L’Italia stava dunque seguendo l’esempio di Francia e Gran Bretagna, che hanno riabilitato i loro fucilati per diserzione, fino a che la legge non è stata stravolta dal Senato un mese fa. Nicola Latorre (PD) lo motiva in maniera poco convincente, come racconta Paolo Rumiz nel suo articolo su Repubblica; si fa riferimento, tra l’altro, ai problemi di risarcimento per i discendenti delle vittime, a un paradossale conflitto di competenze tra parlamento della Repubblica e l’ex ordinamento monarchico, che non esiste più da settant’anni, fino al rifiuto, a causa della giovane età, di far collaborare le scuole nella scrittura della targa ai fucilati da depositare al Vittoriano. La legge dunque non è passata, nonostante il nostro paese si trovi ad avere una responsabilità in più rispetto alle altre nazioni belligeranti: la ricostruzione storica ci parla di un primato tutto italiano non solo per l’altissimo numero di esecuzioni, ma anche per la durezza della disciplina voluta dal Generale Cadorna che ebbe pochi eguali nella Grande Guerra.

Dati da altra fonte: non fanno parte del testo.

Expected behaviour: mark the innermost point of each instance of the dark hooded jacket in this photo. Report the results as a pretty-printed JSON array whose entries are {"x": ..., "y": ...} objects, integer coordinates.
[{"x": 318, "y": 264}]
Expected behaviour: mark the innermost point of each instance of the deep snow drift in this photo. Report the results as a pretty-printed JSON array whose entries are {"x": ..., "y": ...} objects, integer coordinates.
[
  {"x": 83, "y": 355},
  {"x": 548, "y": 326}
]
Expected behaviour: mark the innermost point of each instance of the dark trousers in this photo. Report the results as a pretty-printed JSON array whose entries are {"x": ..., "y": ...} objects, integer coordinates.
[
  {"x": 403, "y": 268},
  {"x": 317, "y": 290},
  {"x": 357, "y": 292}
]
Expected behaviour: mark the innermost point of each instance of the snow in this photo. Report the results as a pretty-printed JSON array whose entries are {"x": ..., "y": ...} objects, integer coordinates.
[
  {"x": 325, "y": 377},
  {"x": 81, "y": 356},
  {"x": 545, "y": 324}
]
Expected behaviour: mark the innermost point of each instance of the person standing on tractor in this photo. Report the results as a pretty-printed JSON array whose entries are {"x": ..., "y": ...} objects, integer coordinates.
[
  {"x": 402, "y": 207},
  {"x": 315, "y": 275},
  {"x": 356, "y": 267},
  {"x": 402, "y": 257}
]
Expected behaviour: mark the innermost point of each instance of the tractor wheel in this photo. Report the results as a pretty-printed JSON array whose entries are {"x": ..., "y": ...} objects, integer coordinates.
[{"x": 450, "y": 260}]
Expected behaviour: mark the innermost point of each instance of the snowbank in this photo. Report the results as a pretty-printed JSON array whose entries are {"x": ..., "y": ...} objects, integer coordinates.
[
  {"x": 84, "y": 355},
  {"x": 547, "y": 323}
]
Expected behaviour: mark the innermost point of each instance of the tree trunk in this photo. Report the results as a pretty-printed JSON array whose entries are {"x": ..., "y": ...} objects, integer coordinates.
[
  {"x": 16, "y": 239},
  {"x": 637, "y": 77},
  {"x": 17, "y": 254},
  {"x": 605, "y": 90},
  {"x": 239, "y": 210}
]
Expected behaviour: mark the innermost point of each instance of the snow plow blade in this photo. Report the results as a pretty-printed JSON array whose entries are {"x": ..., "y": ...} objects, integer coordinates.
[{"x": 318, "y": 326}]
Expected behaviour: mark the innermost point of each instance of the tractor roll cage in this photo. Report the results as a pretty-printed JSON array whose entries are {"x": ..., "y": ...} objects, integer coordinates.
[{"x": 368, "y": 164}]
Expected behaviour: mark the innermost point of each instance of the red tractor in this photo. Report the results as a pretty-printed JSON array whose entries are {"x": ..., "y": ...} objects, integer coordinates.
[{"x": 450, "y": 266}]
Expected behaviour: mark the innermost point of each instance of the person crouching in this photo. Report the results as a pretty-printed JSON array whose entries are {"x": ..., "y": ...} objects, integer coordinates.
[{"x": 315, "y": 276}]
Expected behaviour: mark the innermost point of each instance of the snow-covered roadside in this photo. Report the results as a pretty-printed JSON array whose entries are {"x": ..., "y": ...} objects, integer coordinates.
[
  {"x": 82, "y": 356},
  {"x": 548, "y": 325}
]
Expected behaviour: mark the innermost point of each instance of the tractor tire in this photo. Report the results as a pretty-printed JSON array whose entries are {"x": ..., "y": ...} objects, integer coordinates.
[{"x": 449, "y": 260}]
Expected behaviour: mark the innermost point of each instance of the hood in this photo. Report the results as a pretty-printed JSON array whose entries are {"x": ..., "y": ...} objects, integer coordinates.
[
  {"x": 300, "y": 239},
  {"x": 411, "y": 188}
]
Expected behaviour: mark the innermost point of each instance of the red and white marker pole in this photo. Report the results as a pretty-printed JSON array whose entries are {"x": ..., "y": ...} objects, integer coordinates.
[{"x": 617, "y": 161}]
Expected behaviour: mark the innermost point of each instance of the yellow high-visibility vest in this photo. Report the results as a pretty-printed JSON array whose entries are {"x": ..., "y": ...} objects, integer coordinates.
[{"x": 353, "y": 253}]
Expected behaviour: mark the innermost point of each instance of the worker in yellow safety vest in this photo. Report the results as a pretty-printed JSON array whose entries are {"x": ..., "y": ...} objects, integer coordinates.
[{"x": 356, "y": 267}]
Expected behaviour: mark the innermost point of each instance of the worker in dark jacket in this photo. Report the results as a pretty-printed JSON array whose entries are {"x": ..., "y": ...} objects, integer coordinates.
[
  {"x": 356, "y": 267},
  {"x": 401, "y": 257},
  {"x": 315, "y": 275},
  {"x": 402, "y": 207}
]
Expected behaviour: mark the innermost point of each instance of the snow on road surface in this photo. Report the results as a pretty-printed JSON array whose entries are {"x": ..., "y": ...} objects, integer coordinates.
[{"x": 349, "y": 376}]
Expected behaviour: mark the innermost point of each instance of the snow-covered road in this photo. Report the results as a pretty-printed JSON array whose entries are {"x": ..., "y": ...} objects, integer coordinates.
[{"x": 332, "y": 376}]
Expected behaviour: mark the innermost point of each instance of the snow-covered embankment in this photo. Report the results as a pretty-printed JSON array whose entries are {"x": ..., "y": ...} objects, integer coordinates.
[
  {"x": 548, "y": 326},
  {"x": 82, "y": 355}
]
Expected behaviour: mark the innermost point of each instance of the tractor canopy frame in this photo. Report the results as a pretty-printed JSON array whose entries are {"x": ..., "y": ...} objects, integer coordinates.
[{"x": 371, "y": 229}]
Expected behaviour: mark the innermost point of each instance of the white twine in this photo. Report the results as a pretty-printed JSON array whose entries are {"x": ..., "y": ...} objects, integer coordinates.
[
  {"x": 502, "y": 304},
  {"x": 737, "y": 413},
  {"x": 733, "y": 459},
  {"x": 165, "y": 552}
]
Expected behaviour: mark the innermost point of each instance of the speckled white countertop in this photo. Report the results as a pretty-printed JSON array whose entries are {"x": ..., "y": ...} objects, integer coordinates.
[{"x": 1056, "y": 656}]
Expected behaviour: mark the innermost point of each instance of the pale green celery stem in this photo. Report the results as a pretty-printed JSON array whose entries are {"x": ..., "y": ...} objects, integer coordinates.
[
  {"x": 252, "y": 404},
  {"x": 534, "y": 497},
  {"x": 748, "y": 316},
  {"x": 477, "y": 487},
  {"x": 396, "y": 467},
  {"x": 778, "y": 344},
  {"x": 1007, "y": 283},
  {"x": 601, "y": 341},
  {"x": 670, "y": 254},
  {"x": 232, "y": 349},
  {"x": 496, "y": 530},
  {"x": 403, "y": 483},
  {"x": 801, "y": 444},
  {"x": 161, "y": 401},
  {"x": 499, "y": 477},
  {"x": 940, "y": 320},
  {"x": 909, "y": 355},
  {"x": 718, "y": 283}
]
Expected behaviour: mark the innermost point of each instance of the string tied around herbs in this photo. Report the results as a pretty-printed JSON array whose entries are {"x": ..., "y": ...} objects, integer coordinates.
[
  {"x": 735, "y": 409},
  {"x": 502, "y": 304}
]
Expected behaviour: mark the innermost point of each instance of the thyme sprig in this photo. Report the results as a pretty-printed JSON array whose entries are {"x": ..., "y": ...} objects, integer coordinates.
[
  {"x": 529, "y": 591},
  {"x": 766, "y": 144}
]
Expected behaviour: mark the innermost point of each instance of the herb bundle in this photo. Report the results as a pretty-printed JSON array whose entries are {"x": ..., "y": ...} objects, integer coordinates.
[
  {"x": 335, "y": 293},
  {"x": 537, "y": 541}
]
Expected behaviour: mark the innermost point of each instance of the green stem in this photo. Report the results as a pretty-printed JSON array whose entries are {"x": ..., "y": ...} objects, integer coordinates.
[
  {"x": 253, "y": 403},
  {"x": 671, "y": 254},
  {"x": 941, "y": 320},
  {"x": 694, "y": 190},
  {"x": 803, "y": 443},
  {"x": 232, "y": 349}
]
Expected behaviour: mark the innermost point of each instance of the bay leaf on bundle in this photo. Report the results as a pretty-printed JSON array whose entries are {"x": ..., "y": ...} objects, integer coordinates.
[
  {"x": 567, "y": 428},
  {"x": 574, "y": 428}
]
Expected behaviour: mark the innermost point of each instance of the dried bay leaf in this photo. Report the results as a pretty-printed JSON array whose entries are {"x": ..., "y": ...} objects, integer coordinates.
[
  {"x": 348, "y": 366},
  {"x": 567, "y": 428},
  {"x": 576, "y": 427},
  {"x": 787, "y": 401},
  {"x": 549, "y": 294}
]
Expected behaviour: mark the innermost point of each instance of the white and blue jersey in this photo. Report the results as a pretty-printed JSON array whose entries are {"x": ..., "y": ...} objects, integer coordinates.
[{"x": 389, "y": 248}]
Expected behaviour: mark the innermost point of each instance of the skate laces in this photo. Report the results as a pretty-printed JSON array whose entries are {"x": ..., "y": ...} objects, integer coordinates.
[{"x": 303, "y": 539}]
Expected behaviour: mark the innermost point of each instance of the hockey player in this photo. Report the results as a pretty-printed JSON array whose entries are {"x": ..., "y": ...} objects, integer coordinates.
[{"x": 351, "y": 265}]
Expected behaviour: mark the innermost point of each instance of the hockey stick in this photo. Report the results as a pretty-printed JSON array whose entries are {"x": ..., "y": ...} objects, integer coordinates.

Reazioni dure dei deputati del PD Gian Piero Scanu e Giorgio Zanin, principali promotori della legge. Zanin dichiara: “Così si avalla la tesi che Norimberga fu un’ingiustizia, perché si condannarono militari ligi agli ordini”. Così invece Scanu: “È del tutto sconcertante che una proposta votata dalla Camera, in questo caso all’unanimità, e approvata con il consenso del governo, venga interamente soppressa per essere sostituita con un’altra che ne cancella l’intento originario”. E prosegue, mostrando i difetti della nuova legge: “Il testo proposto dal Senato lascia irrisolta la richiesta di riabilitazione. Tanto per fare un esempio: con quella norma sarà restituito l’onore alla memoria agli alpini di Cercivento? Non lo sapremo mai. Che senso ha offrire il perdono alle vittime della decimazione quando invece dovremmo chiederlo noi a loro? Come è possibile arrivare a definire l’orribile pratica della decimazione (soldati estratti a sorte per essere fucilati) come ‘cruenta applicazione della giustizia militare di quel tempo’?”
Noi di ecopolis – dopo aver scritto nel 2014 dell’appello per la riabilitazione dei disobbedienti di guerra – abbiamo parlato con Mao Valpiana, presidente e storico esponente del Movimento Nonviolento italiano. “Il testo approvato dalla Camera era un buon testo”, ci dice, “la battuta d’arresto avvenuta con lo stravolgimento al Senato è del tutto inaspettata”. “Non è la prima volta però”, prosegue, “che le istituzioni si mostrano più arretrate della coscienza del paese, che è lontano dalla retorica dell’eroismo, non solo di matrice fascista ma anche falsa in sede storica: è necessario dunque continuare la campagna culturale su questo tema, per ottenere la legge il prima possibile, con l’aiuto dei molti senatori e deputati disponibili”. “Come Movimento Nonviolento”, conclude, “siamo sempre stati su questo tema e non demordiamo: dobbiamo rendere onore e restituire dignità ai tanti giovani disertori, renitenti, obiettori che rifiutarono il massacro, cercando di salvare la vita.”